Just because the Dissident Republican’s appear to be resorting to increased uses of IED does not necessarily equate to a paradigm shift in the threat they pose on the mainland of the United Kingdom. To bring terrorism back to the mainland requires a logistical infrastructure to be in place. Much of that either disappeared or became dormant at the time of the signing of the Good Friday Peace Agreement in 1998. Reawakening those contacts or creating new logistical support frameworks takes time.
The Dissidents are also struggling with recruitment on the ground in Northern Ireland. Many of those attracted into becoming involved in the movement have yet to gain the kind of operational experience that would make them suitable to be deployed on the mainland in an active cell.
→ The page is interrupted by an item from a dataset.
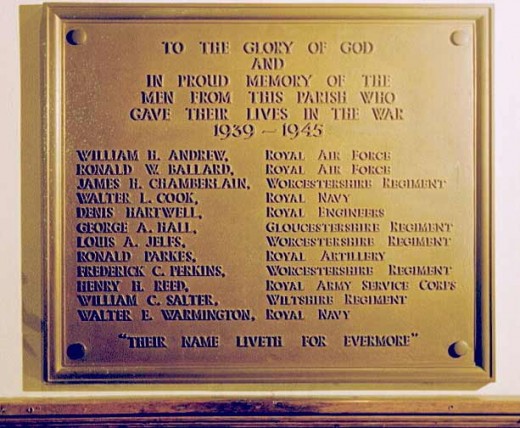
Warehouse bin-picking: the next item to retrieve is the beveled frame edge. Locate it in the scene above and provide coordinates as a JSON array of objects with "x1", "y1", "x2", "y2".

With the hard-line element of the Dissident Republican movement well known to the British Security Services their freedom of manoeuvre is highly restricted.
Bringing terror back to the mainland
This combination of circumstances creates a short-term problem for those in the Dissident Republican movement that seek to bring terror back to the mainland. The sending of a number of simple devices in the post simply underlines their current predicament. If they could strike on the mainland they would have done. It would have had far more impact.
But that should not mean that anyone should be complacent. It is the greatest enemy of any intelligence services, the feeling that they have the situation ‘under control’. With so many young men appearing to be drawn into the Dissident Republican movement in Northern Ireland it is a question of time before something happens involving someone who was not known to the security services.
While the focus on Syria has to remain a priority this series of letter bombs provides a timely reminder that the current security landscape has never been more complicated. In such an uncertain and unpredictable situation being prepared to deliver a resilient response when the attempts to disrupt acts of terrorism fail is crucial.